Q. : Vous venez d'être élue présidente du C.N.J.A., première femme à la tête d'un milieu réputé misogyne. Que ressentez-vous ?

R. : Misogyne, dites-vous ? Seulement en apparence. En 1993, 25 à 35 % des nouvelles installations étaient féminines. Dans la jeune génération, un quart des chefs d'exploitation sont des femmes. J'éprouve un curieux mélange de sentiments : la satisfaction et la peur de cet engagement total. Je crois que la crainte l'emporte.

Q. : Quels sont vos objectifs ?

R. : Tout faire pour favoriser l'installation des jeunes agriculteurs. Depuis deux ans, celles-ci diminuent dramatiquement : moins de 38 % en 1992, moins 3 % en 1993. Seulement un agriculteur sur quatre est remplacé lorsqu'il cesse son activité. 400 000 personnes ont plus de 55 ans et partiront en retraite dans cinq ans. La relève n'est plus assurée.

Q. : Que demandez-vous à votre ministre, M. Jean Puech ?

R. : Si nous voulons que 12 000 jeunes s'installent chaque année, il faut nous donner les moyens. Financiers d'abord. Chaque installation coûte 1 million de francs. Aujourd'hui, les jeunes agriculteurs ne peuvent obtenir que 650 000 francs de prêt et, s'ils veulent davantage, ils sont obligés de multiplier les dossiers et donc les prêts. Nous souhaitons qu'ils puissent emprunter 1 million de francs. Par ailleurs, notre profession est traditionnellement héréditaire, mais ce renouvellement traditionnel ne se faisant plus, il faut permettre aux jeunes qui le souhaitent d'accéder à ce métier dans les meilleures conditions. Pour bénéficier des dotations, un diplôme de niveau 4 est nécessaire. Imaginons des passerelles entre les formations pour qualifier des jeunes ayant exercé d'autres professions auparavant.

Q. : Qu'attendez-vous concrètement du gouvernement ?

R. : Une fiscalité moderne, transparente, identique à celle d'autres secteurs d'activité, et motivante. Il est nécessaire de réformer des prélèvements trop lourds. Nous ne payons pas d'impôts sur notre salaire, mais sur l'ensemble du revenu agricole de l'entreprise. Il ne faut pas imposer immédiatement les bénéfices réinvestis, car ils sont créateurs de richesses. Le prélèvement doit se faire plus tard.

Q. : Le GATT est-il toujours votre bête noire ?

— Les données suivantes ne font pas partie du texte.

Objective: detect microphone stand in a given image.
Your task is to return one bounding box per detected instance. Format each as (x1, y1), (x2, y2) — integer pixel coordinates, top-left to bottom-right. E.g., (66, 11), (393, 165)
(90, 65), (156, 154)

R. : C'est une tromperie. On nous avait annoncé de formidables opportunités, en fait nous ne voyons qu'une réduction de notre production et un accès facilité à certains marchés pour quelques grands pays. Quant à la jachère, c'est une hérésie. Aujourd'hui, deux rapports, de l'O.C.D.E. et de la F.A.O., démontrent que la demande en céréales augmentera de 50 % dans dix ans, à cause de l'explosion démographique de l'Afrique et de l'Asie du Sud-Est. La demande en viande blanche sera aussi en forte expansion.

Q. : Êtes-vous une agricultrice comblée ?

R. : Oui. J'aime mon métier. Et je souhaiterais que, plus tard, un de mes enfants ait envie de prendre la relève.